What is necessary is to dissociate the residue counter from the residue number as written in the PDB file. (And I would say also dissociate the atom counter from the atom index as written in the PDB file). Note: VMD has different attributes for each: resnum and resid. In PDBTools I also have that, and also added pdb_index for the atom index as written in the PDB file.

I see now that the residues are stored in a Dict in BioStructures, which makes things slightly harder. If it was an ordered Dict, the index of the residue in the ordered Dict would be the residue counter.

I wander if having the residues of each chain in a vector wouldn't be more appropriate - I'm not very comfortable with the order of the residues in the file being meaningless. For instance this is how the residues of h6n6 appear:

julia> pdb[1].chains["A"].residues
Dict{String, BioStructures.AbstractResidue} with 282 entries:
  "407" => Residue 407:A with name LYS, 9 atoms
  "371" => Residue 371:A with name ARG, 11 atoms
  "447" => Residue 447:A with name ILE, 8 atoms
  "335" => Residue 335:A with name ASN, 8 atoms

not having them in order is somewhat strange.

lmiq commented 1 month ago

Just changing the dicts to OrderedDict provides:

julia> pdb[1].chains["A"].residues
OrderedDict{String, AbstractResidue} with 282 entries:
  "225" => Residue 225:A with name SER, 6 atoms
  "226" => Residue 226:A with name ALA, 5 atoms
  "227" => Residue 227:A with name ASN, 8 atoms
  "228" => Residue 228:A with name GLU, 9 atoms

which then, if read with the "new residue approach", would implicitly store both the counter and the residue numer. But I would probably prefer having a ResidueVector type with a overloaded getindex function to retrieve residue["225"] when appropriate.

Or having to explicitly use something like residue[ResID(225)], as having the residue number as a string is already not ideal.

Just to check, the case in #48 (comment) doesn't fit that description, does it? Are you wishing that would work anyway or are you OK with requiring some kind of termination signal?

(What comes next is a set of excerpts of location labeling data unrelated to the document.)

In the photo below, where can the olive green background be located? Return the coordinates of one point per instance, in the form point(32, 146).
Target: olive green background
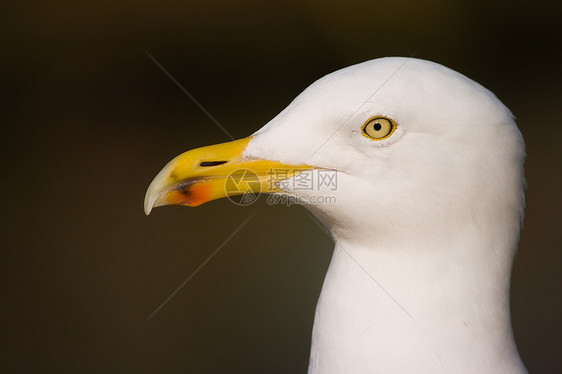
point(88, 120)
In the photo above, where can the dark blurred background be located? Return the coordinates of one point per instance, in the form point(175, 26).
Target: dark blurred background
point(88, 120)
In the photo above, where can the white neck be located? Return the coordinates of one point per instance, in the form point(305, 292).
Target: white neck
point(443, 308)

@timholy sorry, missed this comment. Yes, that case I think we can leave out. Maybe support TER after each molecule as workaround, as an important MD package (Amber) uses that, but it would be very specific (I had to support that in Packmol, nevertheless).

jgreener64 commented 1 month ago

Am I understanding right that the key in the OrderedDict case would be the residue number from the file, and the ordering is based on the residue counter? How would this work in the case of multiple residues with the same residue number in the file (since that would be multiple values with the same key)?

I guess this could be solved with a vector type, but then what should be returned when you index into it with "225", considering that there might be multiple residues with that residue number in the file?

I'm not very comfortable with the order of the residues in the file being meaningless

The order is not stored directly in the object, but the residues are sorted when writing out. This means that different file representations of the same underlying molecule get written out to the same file, but you do lose the ordering of the input file. In the usual case of ascending residue numbers in the input file (possibly with gaps), this is preserved in the output file.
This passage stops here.